Prison officials said yesterday that Antonio Willingham, 27, -- who turned himself in hours after the mistake was discovered -- was set free because information on a pending charge had not been transferred from a high-tech booking computer to a separate system at the jail.
In November, officials said they were taking steps to prevent such mistakes after four inmates were freed in error. Leonard A. Sipes Jr., spokesman for the state Department of Public Safety and Correctional Services, which runs the center, said yesterday that despite the hiring of 10 data-entry workers and four supervisors to speed up processing, more needs to be done.

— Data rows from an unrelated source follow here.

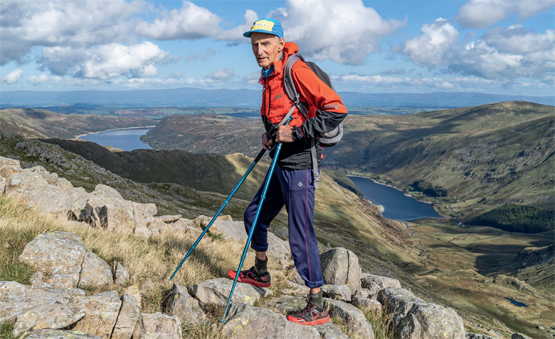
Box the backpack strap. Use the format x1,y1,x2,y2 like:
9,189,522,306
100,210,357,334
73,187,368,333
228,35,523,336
283,53,320,189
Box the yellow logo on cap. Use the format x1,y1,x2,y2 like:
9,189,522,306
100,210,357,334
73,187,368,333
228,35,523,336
250,20,274,32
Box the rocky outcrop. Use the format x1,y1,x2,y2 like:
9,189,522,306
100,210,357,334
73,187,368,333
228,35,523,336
360,273,402,299
25,329,102,339
378,287,465,339
325,298,375,339
73,291,122,339
111,294,140,339
189,278,272,306
222,303,320,338
322,284,352,302
320,248,361,295
132,313,182,339
165,283,206,325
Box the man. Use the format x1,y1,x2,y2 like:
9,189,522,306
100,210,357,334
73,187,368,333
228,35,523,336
227,18,348,326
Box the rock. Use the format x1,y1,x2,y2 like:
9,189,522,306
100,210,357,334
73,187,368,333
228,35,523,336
288,270,306,285
352,296,382,312
493,275,535,294
267,295,307,314
282,281,310,297
73,291,122,339
123,285,141,306
83,197,135,232
322,284,351,302
20,231,111,289
113,261,130,285
320,248,361,295
24,329,102,339
315,322,350,339
361,273,401,300
538,325,545,330
165,283,206,325
0,281,88,337
147,218,166,238
132,312,182,339
56,177,73,191
190,278,272,306
156,215,182,223
466,334,496,339
512,333,532,339
222,303,320,339
68,187,90,218
111,293,140,339
4,168,72,215
133,202,155,238
79,251,113,287
324,298,375,339
354,288,371,299
378,287,465,339
0,156,21,178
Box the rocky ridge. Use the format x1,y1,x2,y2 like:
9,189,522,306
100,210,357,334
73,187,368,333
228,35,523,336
0,155,532,338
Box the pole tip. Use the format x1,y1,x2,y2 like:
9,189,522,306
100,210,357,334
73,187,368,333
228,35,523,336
220,318,227,324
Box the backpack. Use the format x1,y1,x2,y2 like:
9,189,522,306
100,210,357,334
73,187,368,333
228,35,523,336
277,54,344,189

"The manual system, the old jail system, has got to catch up to a state-of-the-art system," Sipes said. "We're processing massive numbers of offenders, unexpected numbers of offenders. The numbers of warrants are totally unexpected."

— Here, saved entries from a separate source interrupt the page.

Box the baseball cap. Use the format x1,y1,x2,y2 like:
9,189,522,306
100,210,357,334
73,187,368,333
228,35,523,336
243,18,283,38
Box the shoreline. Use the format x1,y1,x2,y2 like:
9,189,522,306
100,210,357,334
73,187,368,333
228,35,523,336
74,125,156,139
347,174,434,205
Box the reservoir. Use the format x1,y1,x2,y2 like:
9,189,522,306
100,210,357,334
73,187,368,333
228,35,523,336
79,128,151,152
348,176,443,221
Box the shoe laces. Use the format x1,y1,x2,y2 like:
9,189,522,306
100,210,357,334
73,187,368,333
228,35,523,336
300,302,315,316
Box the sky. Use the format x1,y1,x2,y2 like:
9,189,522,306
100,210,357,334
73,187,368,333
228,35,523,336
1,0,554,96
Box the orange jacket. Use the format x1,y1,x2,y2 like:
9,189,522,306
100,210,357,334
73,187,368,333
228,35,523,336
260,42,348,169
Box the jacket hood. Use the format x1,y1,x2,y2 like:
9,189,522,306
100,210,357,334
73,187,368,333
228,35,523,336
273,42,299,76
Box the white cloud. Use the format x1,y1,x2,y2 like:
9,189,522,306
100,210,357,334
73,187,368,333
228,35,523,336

Willingham, of the 4600 block of Pen Lucy Road in Southwest Baltimore, said he was arrested Wednesday afternoon at his probation agent's office and charged with violating the terms of his probation on a stalking charge.

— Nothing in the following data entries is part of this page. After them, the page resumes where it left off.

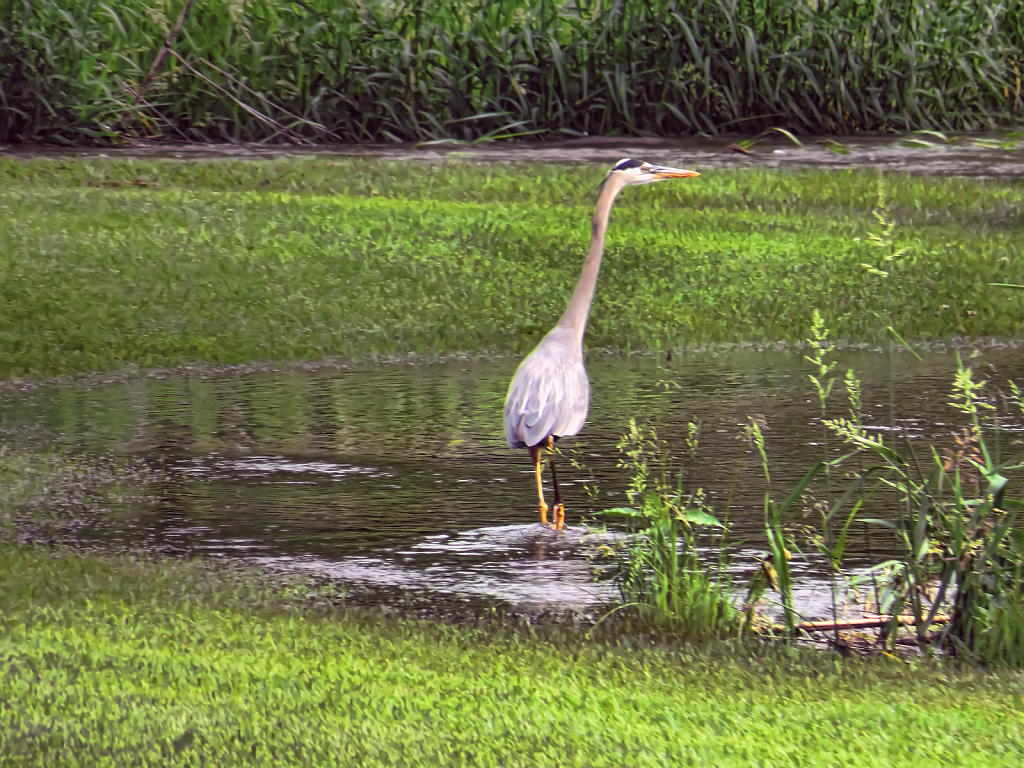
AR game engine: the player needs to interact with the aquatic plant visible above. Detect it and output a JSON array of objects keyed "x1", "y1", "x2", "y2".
[
  {"x1": 0, "y1": 447, "x2": 161, "y2": 543},
  {"x1": 2, "y1": 0, "x2": 1023, "y2": 144},
  {"x1": 604, "y1": 338, "x2": 1024, "y2": 663},
  {"x1": 738, "y1": 413, "x2": 849, "y2": 638},
  {"x1": 821, "y1": 357, "x2": 1024, "y2": 666},
  {"x1": 598, "y1": 420, "x2": 740, "y2": 640},
  {"x1": 729, "y1": 303, "x2": 1024, "y2": 662},
  {"x1": 802, "y1": 310, "x2": 845, "y2": 640}
]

Steven E. Engelman, who runs Professional Bail Bonds Inc., said his company posted Willingham's preset $5,000 bail on that charge Thursday. But Willingham also had an outstanding warrant charging him with second-degree assault. He saw a court commissioner at central booking, who set a separate bail of $15,000. Because that bond hadn't been posted, Willingham went to a cell.
About 3 a.m. Friday, Willingham said, a correctional officer told him he was free to go. He thought the second bail had been posted and said he didn't learn it had not until he got home, about 4 a.m.
"It's a shock and a surprise to me that they released me," Willingham said in a telephone interview before turning himself in. "I don't want this hanging over my head, because this is not my fault."
Willingham posted the second bail yesterday afternoon and, after a short meeting with jail officials, was released again -- this time properly, Engelman said.
Sipes said Stuart O. Simms, the state secretary of public safety, had called an emergency meeting with booking center officials this morning.